Comment by elsjaako

17 days ago

You've repeated the part that the parent poster claimed to understand ("I've heard that it's because farming as a business is full of unpredictability"), but skipped over the part they didn't understand ("wouldn't there be a significant market for private insurance?") with the statement that insurance is a parasite.

Can you explain more why insurance is a parasite? Maybe a state-run insurance would be better?

Subsidies (AFAIK, please correct me if I'm wrong) typically either get paid when farming supplies (tractors, seeds, fertilizer, land etc.) are bought or when the final product is sold. So they are paid when things go well for the farmer, but not (or less so) when the farmer has a bad year.

I feel like the risk of bad years would be better managed by paying farmers when bad years happen. You know, like insurance.

Fair! My comment was probably more dramatic than it needed to be, but I was trying to paint a picture as it kinda irks me when a lot people act like farmers are 'welfare queens' just taking money and living the good life. Not that OP did that, but it makes subsidies a 'dirty word.'

Subsidies is a hugely loaded term that would take more than a few comments to even begin to cover, but yes, they do cover those things that you mentioned, but a lot more than that. Heck they even sometimes pay farmers not to grow things at all - we used to get a check not to grow tobacco. I was a child then, I don't remember all the details.

Importantly, subsidies already include a federal crop insurance program that the government pays most of. That would cover most reasons for loss of crops. But there's also payments when say, you had a great year, but prices crashed through no fault of your own. And separate payments for say, farm animals catching disease and dying, or natural disasters.
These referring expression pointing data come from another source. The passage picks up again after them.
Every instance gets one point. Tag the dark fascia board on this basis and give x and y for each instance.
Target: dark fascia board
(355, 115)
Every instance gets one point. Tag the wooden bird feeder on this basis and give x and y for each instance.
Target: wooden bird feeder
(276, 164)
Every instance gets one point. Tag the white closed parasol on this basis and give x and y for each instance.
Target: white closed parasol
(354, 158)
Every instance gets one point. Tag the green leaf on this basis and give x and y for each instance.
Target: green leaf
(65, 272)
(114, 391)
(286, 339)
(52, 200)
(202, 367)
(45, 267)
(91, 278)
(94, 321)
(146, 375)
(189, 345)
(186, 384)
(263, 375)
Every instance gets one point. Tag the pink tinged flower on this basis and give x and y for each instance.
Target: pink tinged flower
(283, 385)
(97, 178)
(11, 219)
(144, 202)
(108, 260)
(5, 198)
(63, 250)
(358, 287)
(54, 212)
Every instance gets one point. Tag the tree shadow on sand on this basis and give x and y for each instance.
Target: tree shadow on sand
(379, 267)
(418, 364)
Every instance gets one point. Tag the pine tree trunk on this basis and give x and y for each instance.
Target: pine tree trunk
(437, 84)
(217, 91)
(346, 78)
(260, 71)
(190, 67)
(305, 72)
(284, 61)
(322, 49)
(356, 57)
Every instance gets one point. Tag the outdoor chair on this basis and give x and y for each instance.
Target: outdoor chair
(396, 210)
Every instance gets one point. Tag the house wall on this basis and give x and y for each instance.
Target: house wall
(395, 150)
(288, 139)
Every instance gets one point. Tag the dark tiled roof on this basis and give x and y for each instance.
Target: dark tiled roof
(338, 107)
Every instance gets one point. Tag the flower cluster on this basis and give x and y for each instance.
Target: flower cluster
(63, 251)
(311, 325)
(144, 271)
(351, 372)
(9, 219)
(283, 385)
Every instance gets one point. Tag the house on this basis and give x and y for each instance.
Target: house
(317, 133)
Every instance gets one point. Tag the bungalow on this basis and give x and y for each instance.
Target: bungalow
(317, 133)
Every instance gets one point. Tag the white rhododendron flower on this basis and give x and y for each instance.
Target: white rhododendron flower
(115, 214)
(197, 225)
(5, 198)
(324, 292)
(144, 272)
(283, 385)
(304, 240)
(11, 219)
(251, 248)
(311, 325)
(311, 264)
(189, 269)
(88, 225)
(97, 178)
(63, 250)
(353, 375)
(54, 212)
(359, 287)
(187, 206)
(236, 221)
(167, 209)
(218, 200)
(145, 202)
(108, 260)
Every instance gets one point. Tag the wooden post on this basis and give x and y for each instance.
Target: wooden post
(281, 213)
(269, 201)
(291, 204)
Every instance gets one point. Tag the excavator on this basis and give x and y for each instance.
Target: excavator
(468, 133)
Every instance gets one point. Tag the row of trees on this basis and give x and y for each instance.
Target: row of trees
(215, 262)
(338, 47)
And separate payments for things like the messy situation COVID created. And a lot, lot more.

My comment was mainly with the lens of 'get rid of subsidies and buy your own insurance', and well, we see how well that works with health insurance. "Oh sorry Mr Smith, those cicadas were underground when you bought the farm, pre-existing condition, denied."

  • I see your point a bit better. I definitely agree that insurance can be terrible. I will say that with US health insurance you've pretty much picked the worst possible insurance to compare it to.

    Farmers typically have more knowledge and more budget for good advisors than consumer health insurance buyers. There are all kinds of business insurance, and I think these are not usually considered as horrible as health insurance. Also, with good insurance you've got a partner who is very invested in understanding the risks you're taking and letting you know (in the form of how much you have to pay).

    Some subsidies are probably a good idea, especially where you want to encourage behaviors that would not naturally be encouraged by the market (e.g. getting farmers to not grow crops that you don't want them to grow, or do things that are good for the environment but not legally required).

    Sometimes it's probably neutral, where the food is cheaper in the supermarket but taxes are higher and in the end it's just the consumer paying anyway. My guess is that this usually isn't the most efficient way to get money from consumers to farmers.

    And sometimes subsidies are actively harmful, like when they encourage growing crops beyond what the market requires.